Per ora la priorità è nella salvaguardia dei posti di lavoro. E, va aggiunto, ci mancherebbe pure: il polo tarantino è stato fin qui (e si spera possa esserlo anche in futuro, ma decisamente su tutt’altre basi) un asset strategico nazionale di rilevanza straordinaria. La città, con lo stabilimento siderurgico più importante d’Europa, ha sostenuto la produzione di acciaio primario con costi altissimi e tragici – come riscontrato dalla magistratura – sotto il profilo ambientale e sanitario. La presa in carico del futuro occupazionale (ma anche esistenziale) di lavoratori e addetti, diretti e indiretti, è un dovere etico e morale dell’Italia, prima ancora di essere un tavolo di trattative per l’ennesima vertenza sindacale. Su questo poco da aggiungere.

Ma poco da aggiungere anche su un altro aspetto, su cui i punti di vista sono diversi (e non dovrebbero). Nella definizione complessiva della partita bisogna ricordare che la priorità va alla salute e all’ambiente. Valori non negoziabili né in alcun modo barattabili. Dal 2022, con la modifica degli articoli 9 (tutela dell’ambiente) e 41 (iniziativa economica e salute), sono scolpiti in forma oltremodo evidente nella Costituzione e rientrano a pieno titolo tra i principi fondamentali della Repubblica. Una modifica della Carta che evidentemente sfugge a quanti ancora richiamano la sentenza della Consulta, risalente al 2013, sul bilanciamento tra il diritto alla salute, la tutela ambientale e la salvaguardia dei livelli occupazionali operato dal primo decreto salva-Ilva (molti altri se ne sono susseguiti da allora ad oggi, con notevole dispendio di risorse pubbliche e impatto limitato, se non proprio nullo, sulla riconversione dell’impianto). Di certo non è sfuggito alla Corte d’Appello di Milano, che lo ha ricordato in vari passaggi, col sovrappiù del rimando alle norme perentorie in ambito europeo.

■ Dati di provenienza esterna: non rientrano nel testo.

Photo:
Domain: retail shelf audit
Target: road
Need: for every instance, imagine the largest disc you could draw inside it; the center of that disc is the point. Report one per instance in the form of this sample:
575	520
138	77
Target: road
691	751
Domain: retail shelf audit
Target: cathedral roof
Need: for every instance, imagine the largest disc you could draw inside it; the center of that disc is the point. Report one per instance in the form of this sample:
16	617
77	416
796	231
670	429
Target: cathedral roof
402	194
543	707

Dal 2012 – esplosione dell’inchiesta “Ambiente svenduto” – la magistratura requirente e giudicante, da Taranto a Milano, afferma che quella fabbrica inquina, molto, troppo, e da quattordici anni la politica, di qualsiasi colore, orientamento e composizione di governo, non trova una soluzione. La chiarezza dei numeri rende superflua qualsiasi altra considerazione, pur nell’evidente complessità del caso. E, per dirla tutta, lasciano perplessi i documenti riservati di Acciaierie, filtrati a ridosso dell’ordinanza della Corte d’appello, tesi a dimostrare come le polveri sottili di Taranto siano a un livello inferiore rispetto a quelle del tessuto urbano di Milano. Al di là di tutte le considerazioni di merito sui livelli accettabili di inquinamento, resta che la normativa dell’Unione europea richiamata nell’ordinanza sulla chiusura dell’area a caldo – direttiva 2010/75 – fa riferimento nel titolo solo alle emissioni provocate dalle attività industriali, non allo smog cittadino (disciplinato diversamente). Ma ora la parola va alla Corte di Cassazione, a sezioni unite, come detto. E sarà dirimente. Pur nella constatazione che la politica industriale del paese, nel vuoto di certezze riscontrato negli ultimi lustri, la fanno i giudici.

Partita aperta, dunque. Uno-due-ics. Una tripla che, nel rinvio ai principi vitali e sacrosanti sanciti in varie sedi, ricorda una delle più famose canzoni di Ligabue. “Vivo, morto o ics”. Per quanto possa sembrare un’iperbole, non lo è. Proprio no. Passare da Taranto per credere. Magari sfidando i fischi.